En su última enfermedad rogaba a menudo a uno de los confesores de la casa que fuera firme en la regularidad, y le contaba las funestas consecuencias que había visto de ciertos abusos que se habían introducido insensiblemente, y le mostraba la importancia recordándole los reglamentos hechos por san Vicente y los primeros misioneros. El mismo sacerdote le preguntaba la víspera de su muerte si no tenía nada que decir para la edificación común, y le recordó también la exacta observancia de la regla y la atención a hacerla cumplir.

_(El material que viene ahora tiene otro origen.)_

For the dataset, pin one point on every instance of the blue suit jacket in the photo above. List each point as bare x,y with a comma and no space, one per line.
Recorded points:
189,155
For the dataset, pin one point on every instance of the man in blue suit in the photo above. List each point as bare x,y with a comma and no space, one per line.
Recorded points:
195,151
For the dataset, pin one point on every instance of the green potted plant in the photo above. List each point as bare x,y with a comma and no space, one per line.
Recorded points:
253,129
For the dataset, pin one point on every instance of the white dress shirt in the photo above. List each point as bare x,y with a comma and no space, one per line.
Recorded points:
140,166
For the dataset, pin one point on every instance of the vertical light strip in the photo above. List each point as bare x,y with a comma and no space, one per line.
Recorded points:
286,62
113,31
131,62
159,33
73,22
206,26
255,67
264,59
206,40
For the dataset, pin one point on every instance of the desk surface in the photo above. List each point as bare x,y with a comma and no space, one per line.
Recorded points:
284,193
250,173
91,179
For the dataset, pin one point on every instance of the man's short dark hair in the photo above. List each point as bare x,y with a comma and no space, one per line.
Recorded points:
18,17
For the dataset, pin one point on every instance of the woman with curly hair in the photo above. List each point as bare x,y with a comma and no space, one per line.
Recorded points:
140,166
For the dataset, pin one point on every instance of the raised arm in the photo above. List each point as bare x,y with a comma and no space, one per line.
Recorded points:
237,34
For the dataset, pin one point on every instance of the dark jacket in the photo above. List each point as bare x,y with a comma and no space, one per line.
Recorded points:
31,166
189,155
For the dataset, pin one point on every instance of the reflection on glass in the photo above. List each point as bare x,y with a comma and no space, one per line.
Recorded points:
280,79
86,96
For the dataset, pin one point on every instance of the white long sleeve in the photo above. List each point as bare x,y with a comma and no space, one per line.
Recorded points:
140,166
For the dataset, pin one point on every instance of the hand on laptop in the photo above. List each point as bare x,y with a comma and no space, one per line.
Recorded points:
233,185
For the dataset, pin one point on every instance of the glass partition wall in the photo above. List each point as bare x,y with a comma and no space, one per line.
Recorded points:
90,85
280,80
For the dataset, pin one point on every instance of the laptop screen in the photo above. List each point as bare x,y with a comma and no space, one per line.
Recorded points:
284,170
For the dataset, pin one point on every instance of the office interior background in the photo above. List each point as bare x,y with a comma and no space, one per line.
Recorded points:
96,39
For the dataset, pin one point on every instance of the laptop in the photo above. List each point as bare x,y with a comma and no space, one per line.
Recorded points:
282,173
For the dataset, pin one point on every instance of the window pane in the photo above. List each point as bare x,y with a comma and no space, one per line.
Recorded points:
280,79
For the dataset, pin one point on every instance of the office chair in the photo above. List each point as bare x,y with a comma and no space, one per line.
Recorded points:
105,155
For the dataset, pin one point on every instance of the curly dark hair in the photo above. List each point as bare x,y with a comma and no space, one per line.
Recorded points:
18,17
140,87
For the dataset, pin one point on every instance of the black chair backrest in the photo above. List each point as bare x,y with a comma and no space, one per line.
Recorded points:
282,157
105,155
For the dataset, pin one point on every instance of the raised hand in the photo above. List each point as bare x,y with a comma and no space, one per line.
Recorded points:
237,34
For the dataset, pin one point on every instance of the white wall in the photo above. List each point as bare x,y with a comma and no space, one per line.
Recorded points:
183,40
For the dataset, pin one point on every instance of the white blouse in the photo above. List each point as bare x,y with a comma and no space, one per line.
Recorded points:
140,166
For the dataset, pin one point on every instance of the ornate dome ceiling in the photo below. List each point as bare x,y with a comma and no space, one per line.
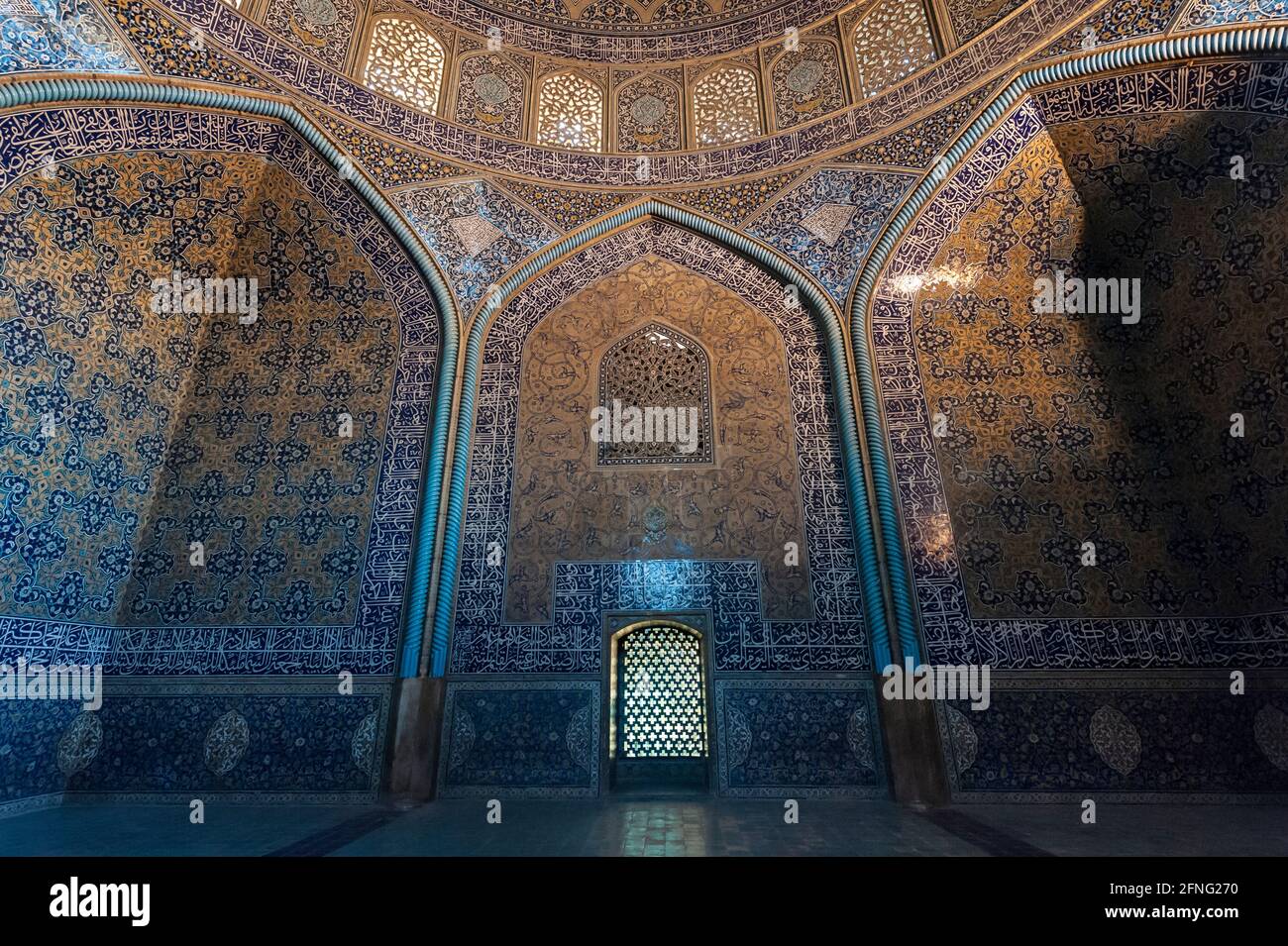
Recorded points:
631,30
651,17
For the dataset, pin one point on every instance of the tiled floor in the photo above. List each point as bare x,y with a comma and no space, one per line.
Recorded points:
662,828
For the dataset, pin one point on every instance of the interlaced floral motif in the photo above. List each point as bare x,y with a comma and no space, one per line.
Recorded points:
662,709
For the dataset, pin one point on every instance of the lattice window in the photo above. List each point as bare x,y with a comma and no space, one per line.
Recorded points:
892,42
655,392
406,60
571,113
725,106
661,696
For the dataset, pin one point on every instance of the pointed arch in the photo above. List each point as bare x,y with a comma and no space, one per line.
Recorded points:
798,284
1096,62
149,91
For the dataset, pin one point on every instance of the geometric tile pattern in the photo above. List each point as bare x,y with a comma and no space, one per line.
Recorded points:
161,740
798,738
938,568
475,232
263,645
65,35
827,223
535,739
482,643
1164,738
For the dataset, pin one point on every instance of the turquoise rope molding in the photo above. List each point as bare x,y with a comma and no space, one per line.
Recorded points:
1237,40
142,91
824,315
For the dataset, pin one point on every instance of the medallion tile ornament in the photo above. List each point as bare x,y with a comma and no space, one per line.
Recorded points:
962,738
1270,729
226,743
80,744
829,222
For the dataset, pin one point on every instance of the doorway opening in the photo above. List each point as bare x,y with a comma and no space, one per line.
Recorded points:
658,722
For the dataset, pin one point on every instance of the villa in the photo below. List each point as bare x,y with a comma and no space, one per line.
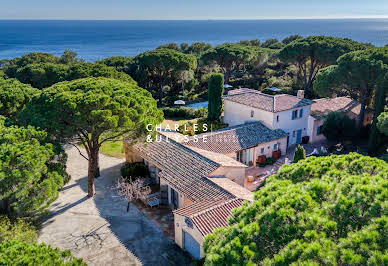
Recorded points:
203,177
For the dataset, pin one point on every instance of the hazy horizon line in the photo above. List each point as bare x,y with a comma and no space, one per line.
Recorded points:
198,19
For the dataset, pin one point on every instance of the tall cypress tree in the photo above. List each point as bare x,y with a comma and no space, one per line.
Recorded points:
299,154
215,92
381,94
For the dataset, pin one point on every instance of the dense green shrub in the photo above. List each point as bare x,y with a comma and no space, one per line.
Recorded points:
32,170
320,211
14,95
184,112
22,253
299,154
382,123
17,229
339,127
202,126
134,171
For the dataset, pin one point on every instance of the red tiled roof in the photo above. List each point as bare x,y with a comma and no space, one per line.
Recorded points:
270,103
236,138
241,90
186,169
210,215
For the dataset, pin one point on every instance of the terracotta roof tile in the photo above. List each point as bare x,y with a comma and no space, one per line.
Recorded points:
236,138
185,169
210,215
270,103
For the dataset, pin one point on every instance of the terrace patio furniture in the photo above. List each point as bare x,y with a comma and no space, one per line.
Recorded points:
261,158
151,199
305,139
277,154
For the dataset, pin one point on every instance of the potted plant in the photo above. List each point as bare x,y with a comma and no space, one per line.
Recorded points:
277,154
305,139
261,158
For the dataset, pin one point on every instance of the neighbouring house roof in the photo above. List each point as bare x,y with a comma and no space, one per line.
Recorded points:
236,138
230,186
270,103
185,169
323,106
219,158
210,215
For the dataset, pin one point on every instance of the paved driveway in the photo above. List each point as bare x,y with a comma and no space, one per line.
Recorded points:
99,229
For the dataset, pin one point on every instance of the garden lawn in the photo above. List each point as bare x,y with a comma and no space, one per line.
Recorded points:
113,149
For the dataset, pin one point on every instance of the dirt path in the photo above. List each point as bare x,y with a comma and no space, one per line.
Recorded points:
99,229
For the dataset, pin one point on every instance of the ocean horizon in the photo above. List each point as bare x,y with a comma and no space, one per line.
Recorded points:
97,39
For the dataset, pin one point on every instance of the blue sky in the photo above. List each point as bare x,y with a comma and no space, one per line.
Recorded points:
191,9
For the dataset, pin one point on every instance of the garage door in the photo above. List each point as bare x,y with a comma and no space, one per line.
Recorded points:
192,246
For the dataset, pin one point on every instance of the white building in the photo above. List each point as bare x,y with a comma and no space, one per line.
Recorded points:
287,112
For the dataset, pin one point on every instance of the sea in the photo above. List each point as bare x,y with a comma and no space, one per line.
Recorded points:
95,40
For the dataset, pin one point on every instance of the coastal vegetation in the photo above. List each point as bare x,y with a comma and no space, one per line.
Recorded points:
90,112
319,211
216,90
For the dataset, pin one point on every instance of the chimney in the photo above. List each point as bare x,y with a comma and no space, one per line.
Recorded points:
300,94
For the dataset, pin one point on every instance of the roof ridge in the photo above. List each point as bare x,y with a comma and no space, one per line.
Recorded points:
192,151
222,130
223,202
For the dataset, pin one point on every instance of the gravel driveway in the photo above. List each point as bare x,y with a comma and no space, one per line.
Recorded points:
99,229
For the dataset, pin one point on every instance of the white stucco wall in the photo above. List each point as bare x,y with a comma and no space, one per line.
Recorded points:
181,226
236,174
237,114
288,125
268,147
313,126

Sus virtudes principales. – Las principales virtudes  que se vieron más en la vida de nuestro buen hermano Antoine Grenon fueron una constante y universal mortificación de todos sus sentidos, de sus pasiones y de las potencias su alma, hasta su muerte; un perfecto desprendimiento de las criaturas y una entera renuncia a sí mismo; una profunda humildad, una pronta obediencia y una entrega a Dios y a la oración, una vigilancia infatigable por observar todas las reglas y prácticas y por hacerlas observar, un fervor siempre ardiente e igual en los ejercicios de piedad y en la práctica de la virtud; un gran coraje para el trabajo, para el cumplimiento de sus obligaciones y para el buen empleo del tiempo; por último un deseos santa y urgente de ser todo entero y totalmente de Nuestro Señor y de llevar a él a todos los demás con sus palabras y sus ejemplos.

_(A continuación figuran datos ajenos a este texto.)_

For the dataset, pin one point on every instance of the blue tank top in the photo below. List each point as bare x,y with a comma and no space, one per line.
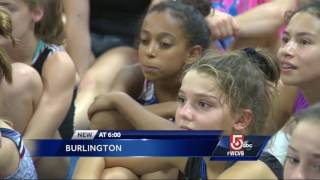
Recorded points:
147,97
26,168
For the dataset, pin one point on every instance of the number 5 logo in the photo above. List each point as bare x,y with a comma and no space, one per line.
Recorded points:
236,142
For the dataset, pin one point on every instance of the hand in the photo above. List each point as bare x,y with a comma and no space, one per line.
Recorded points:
222,25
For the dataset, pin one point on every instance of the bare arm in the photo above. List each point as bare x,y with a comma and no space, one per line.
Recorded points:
9,160
132,111
264,19
261,21
92,168
77,34
282,107
58,79
248,170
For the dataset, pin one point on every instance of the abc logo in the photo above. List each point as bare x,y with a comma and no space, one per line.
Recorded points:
247,145
236,142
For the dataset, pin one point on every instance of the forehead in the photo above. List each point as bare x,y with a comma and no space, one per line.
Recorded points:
200,83
163,21
305,137
304,22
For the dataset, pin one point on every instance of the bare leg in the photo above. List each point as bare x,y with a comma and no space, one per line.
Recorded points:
98,80
162,174
118,173
52,167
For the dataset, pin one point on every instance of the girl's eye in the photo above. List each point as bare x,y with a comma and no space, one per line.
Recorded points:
143,41
317,168
181,99
203,104
293,160
285,39
304,42
165,45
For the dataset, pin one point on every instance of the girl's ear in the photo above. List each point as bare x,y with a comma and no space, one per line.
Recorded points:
37,14
243,121
194,54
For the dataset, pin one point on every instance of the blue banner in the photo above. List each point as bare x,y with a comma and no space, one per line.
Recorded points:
95,143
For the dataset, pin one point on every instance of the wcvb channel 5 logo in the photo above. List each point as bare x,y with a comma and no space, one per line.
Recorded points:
238,145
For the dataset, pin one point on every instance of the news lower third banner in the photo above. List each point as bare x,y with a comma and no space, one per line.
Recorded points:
94,143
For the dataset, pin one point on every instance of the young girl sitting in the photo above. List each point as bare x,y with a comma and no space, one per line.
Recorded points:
15,161
172,36
303,161
230,92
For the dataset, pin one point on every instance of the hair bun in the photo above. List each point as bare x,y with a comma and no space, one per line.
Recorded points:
261,62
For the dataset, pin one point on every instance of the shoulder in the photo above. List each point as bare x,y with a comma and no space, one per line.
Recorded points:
9,157
24,78
61,59
60,65
248,170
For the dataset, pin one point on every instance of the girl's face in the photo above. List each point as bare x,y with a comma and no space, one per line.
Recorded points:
22,19
300,51
201,106
303,161
163,46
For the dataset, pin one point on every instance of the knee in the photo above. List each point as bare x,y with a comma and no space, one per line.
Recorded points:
118,173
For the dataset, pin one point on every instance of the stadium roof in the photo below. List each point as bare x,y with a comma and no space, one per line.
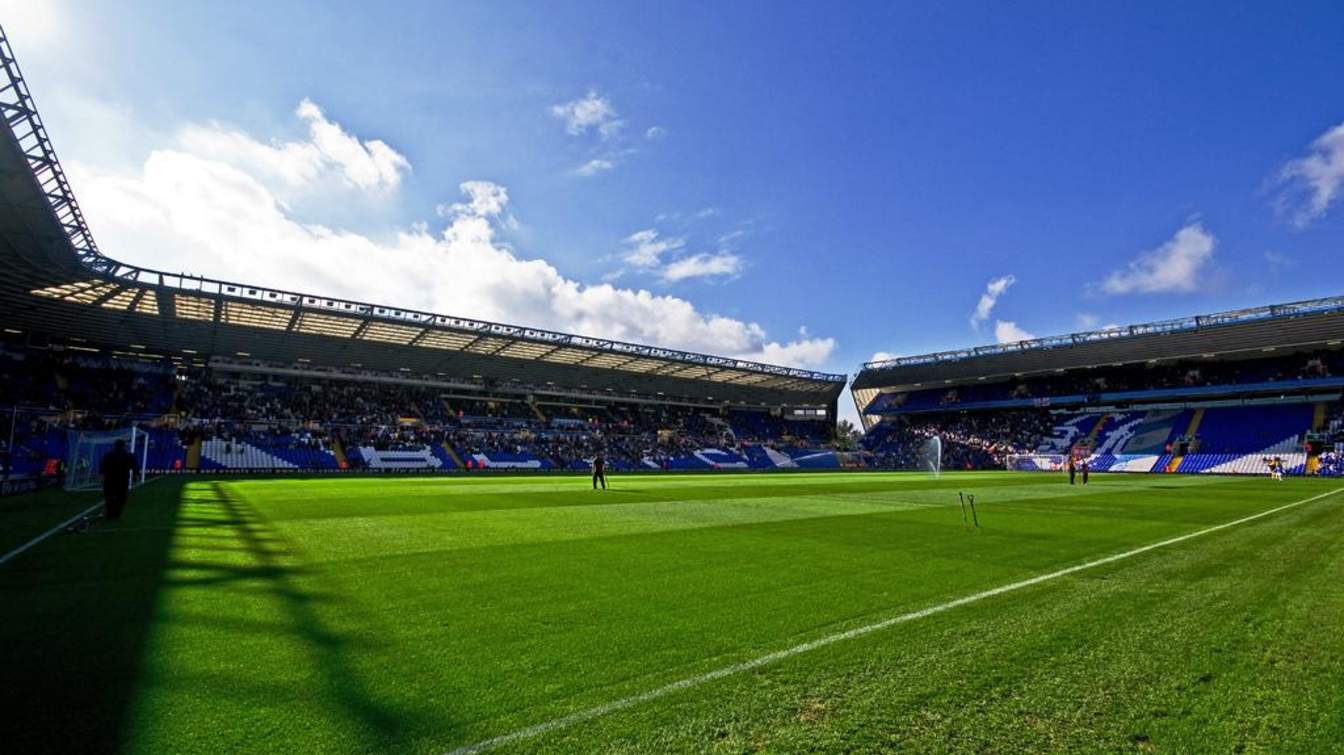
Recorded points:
1297,325
58,282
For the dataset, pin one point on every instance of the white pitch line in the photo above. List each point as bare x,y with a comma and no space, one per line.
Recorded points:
47,534
589,714
59,527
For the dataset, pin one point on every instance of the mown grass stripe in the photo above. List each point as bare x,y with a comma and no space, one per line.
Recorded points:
598,711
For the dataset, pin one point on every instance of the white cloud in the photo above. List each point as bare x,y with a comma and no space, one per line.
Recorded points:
1175,266
1008,332
703,266
368,165
1312,183
989,298
590,112
217,215
594,167
1277,259
644,249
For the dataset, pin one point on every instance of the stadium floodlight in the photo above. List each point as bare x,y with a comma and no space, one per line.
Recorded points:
86,449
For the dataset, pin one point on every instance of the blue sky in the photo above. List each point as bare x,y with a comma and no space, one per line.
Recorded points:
804,183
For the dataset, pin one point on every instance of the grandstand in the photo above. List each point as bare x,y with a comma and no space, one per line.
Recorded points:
1215,394
440,391
319,564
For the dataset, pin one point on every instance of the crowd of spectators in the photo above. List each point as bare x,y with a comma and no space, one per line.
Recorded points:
1186,374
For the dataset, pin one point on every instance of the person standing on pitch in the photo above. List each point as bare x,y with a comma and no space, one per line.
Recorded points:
116,468
598,470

Conclusión de esta relación. –El conjunto de todas estas virtudes le hacía igual y universalmente digno de amor y de estima, de suerte que las personas de la congregación como los externos le admiraban como a un excelente cristiano, un verdadero misionero, un modelo de todas las virtudes y un hombre del todo muerto al mundo y unido santamente a su Dios. Todos los eclesiásticos que le habían conocido y habían tratado con él en el seminario mostraban hacia él una estima extraordinaria y todos los que venían a la puerta cuando era portero se sentían muy edificados por él; en todas partes no se hablaba de otra cosa que de su bondad y con elogios. Esta estima aumentó maravillosamente después de dejar este mundo. Entonces todos los hermanos, los criados y muchos sacerdotes de la Misión pidieron con insistencia tener algún libro o alguna estampa de lo que tenía en su habitación; se deseaba sobre todo el crucifijo del que tan bien se había servido para la santificación de su alma. Todos reconocieron que el hermano Antoine había tenido la muerte de los justos y que su memoria sería siempre en bendición.